Sanierung der Lagune wird teuer

Ganz sicher teuer wird die Sanierung der Lagune. In diesem oder nächsten Jahr soll sie begonnen werden, sagt Encke optimistisch, je nach dem Verlauf der Ausschreibungen, die noch anstehen. Drei Jahre Arbeit in drei Bauabschnitten sind veranschlagt. Das hat auch Auswirkungen auf die Zucht - aber ohnehin gibt es aktuell keinen Bullen.
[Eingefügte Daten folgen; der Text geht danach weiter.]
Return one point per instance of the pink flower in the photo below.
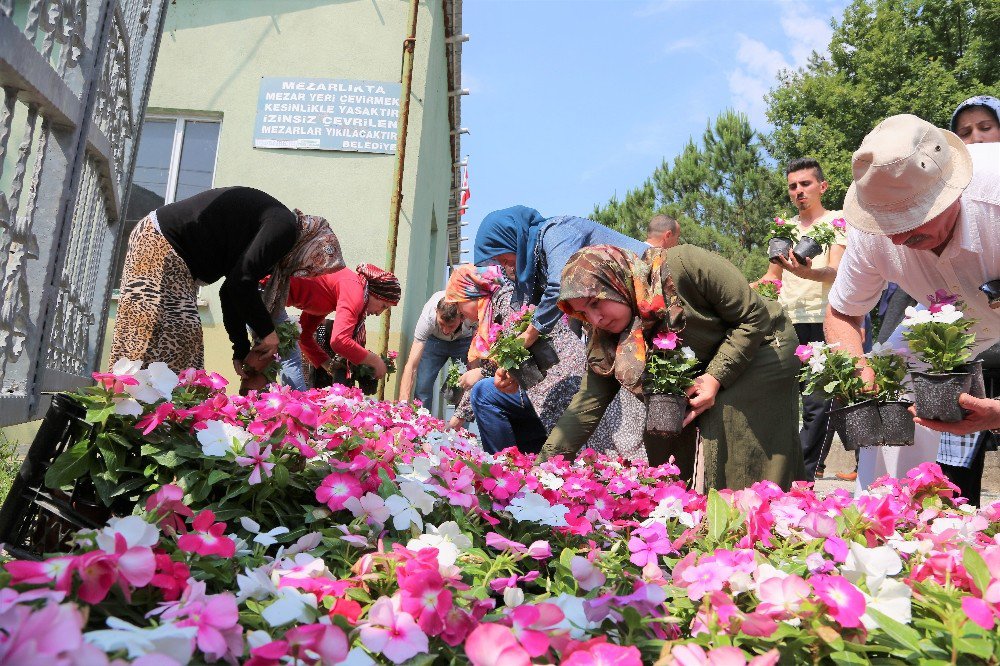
(605, 654)
(845, 602)
(666, 340)
(207, 537)
(168, 505)
(258, 459)
(804, 352)
(337, 488)
(392, 632)
(495, 645)
(648, 543)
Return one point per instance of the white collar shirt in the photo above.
(970, 259)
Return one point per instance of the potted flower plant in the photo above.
(509, 353)
(768, 289)
(941, 338)
(543, 351)
(819, 238)
(833, 373)
(670, 371)
(452, 391)
(781, 237)
(889, 366)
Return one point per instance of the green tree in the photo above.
(886, 57)
(723, 191)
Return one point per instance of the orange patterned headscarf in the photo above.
(469, 283)
(642, 283)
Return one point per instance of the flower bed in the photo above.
(326, 528)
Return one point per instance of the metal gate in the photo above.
(74, 79)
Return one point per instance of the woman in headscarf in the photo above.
(524, 418)
(533, 251)
(745, 403)
(352, 296)
(976, 120)
(237, 233)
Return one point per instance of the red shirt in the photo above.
(343, 293)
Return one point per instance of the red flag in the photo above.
(465, 191)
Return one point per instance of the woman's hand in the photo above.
(505, 381)
(530, 336)
(469, 378)
(376, 362)
(701, 396)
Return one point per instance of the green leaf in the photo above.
(717, 515)
(977, 568)
(69, 466)
(902, 634)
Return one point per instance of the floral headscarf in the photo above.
(469, 283)
(316, 252)
(642, 283)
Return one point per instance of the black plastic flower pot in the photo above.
(977, 388)
(992, 291)
(806, 248)
(936, 394)
(368, 385)
(544, 353)
(897, 423)
(451, 394)
(528, 375)
(858, 425)
(665, 413)
(778, 247)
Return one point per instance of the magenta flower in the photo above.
(207, 537)
(804, 352)
(392, 632)
(666, 340)
(258, 459)
(337, 488)
(845, 602)
(605, 654)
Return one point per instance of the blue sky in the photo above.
(572, 101)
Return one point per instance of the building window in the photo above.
(176, 160)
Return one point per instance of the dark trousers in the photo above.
(970, 479)
(813, 436)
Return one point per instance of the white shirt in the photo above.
(970, 259)
(427, 324)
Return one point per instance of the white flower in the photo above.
(403, 513)
(370, 506)
(157, 382)
(168, 640)
(255, 584)
(532, 507)
(263, 538)
(875, 564)
(137, 532)
(417, 496)
(291, 606)
(218, 437)
(891, 597)
(447, 538)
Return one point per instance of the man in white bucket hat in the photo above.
(921, 219)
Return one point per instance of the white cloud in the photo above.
(805, 30)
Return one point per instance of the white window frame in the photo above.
(173, 174)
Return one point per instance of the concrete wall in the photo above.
(211, 59)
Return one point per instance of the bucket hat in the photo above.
(906, 172)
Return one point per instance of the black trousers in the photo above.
(813, 436)
(970, 479)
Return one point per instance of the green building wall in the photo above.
(212, 57)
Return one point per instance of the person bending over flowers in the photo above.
(745, 403)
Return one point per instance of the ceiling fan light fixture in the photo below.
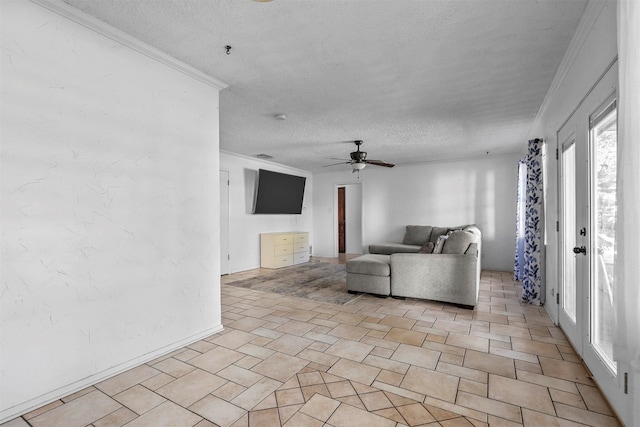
(357, 166)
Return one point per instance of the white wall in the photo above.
(109, 208)
(245, 227)
(591, 51)
(480, 191)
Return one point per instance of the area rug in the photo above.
(315, 280)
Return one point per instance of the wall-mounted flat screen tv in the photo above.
(279, 193)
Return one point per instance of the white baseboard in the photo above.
(37, 402)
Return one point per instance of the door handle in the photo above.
(580, 250)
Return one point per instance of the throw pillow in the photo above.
(458, 242)
(440, 244)
(416, 234)
(427, 248)
(437, 232)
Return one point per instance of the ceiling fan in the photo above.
(359, 160)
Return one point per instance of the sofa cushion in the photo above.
(392, 248)
(416, 234)
(437, 232)
(427, 248)
(371, 264)
(458, 242)
(440, 244)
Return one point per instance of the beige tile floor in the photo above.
(372, 362)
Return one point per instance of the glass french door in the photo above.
(587, 163)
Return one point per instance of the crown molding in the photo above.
(268, 162)
(590, 16)
(127, 40)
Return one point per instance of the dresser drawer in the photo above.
(283, 260)
(300, 258)
(300, 247)
(282, 250)
(283, 239)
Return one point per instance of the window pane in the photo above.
(603, 214)
(568, 293)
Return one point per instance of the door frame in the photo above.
(335, 214)
(599, 94)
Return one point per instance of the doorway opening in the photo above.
(348, 219)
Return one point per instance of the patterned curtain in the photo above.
(529, 247)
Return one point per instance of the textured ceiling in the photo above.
(416, 80)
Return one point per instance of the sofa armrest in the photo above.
(442, 277)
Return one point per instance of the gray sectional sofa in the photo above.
(411, 269)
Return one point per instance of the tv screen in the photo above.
(279, 193)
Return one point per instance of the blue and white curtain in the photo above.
(528, 254)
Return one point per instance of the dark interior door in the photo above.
(341, 221)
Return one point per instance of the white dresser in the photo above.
(283, 249)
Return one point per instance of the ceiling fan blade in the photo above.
(379, 163)
(336, 164)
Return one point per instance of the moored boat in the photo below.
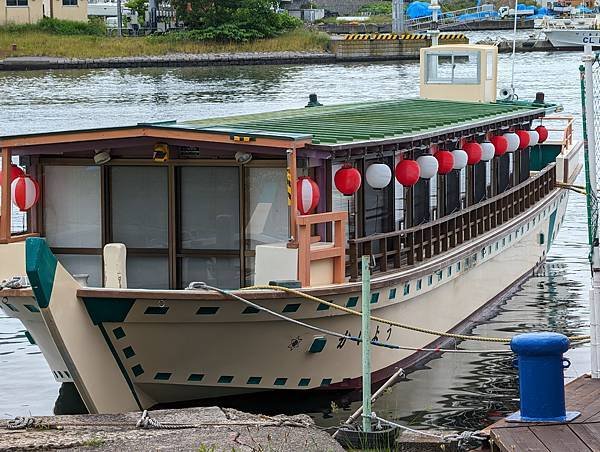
(208, 201)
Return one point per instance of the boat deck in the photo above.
(582, 434)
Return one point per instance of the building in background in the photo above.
(31, 11)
Die Kosten der Sanierung sind schwer zu kalkulieren: Ursprünglich rechnete man mit 6,5 Millionen, dann mit etwa der Hälfte - weil die Lagune doch nicht so baufällig war wie befürchtet. Nun schenkt Encke Wasser in den Wein: Das Projekt wird wohl doch wieder kostspieliger als gedacht: Die sich rasant verteuernden Baustoffkosten wird auch der Tiergarten zu spüren bekommen. Allein die Überdachung von zwei Becken, in die die Delfine während der Bauphase umgesiedelt werden, wird wohl doppelt so teuer wie gedacht.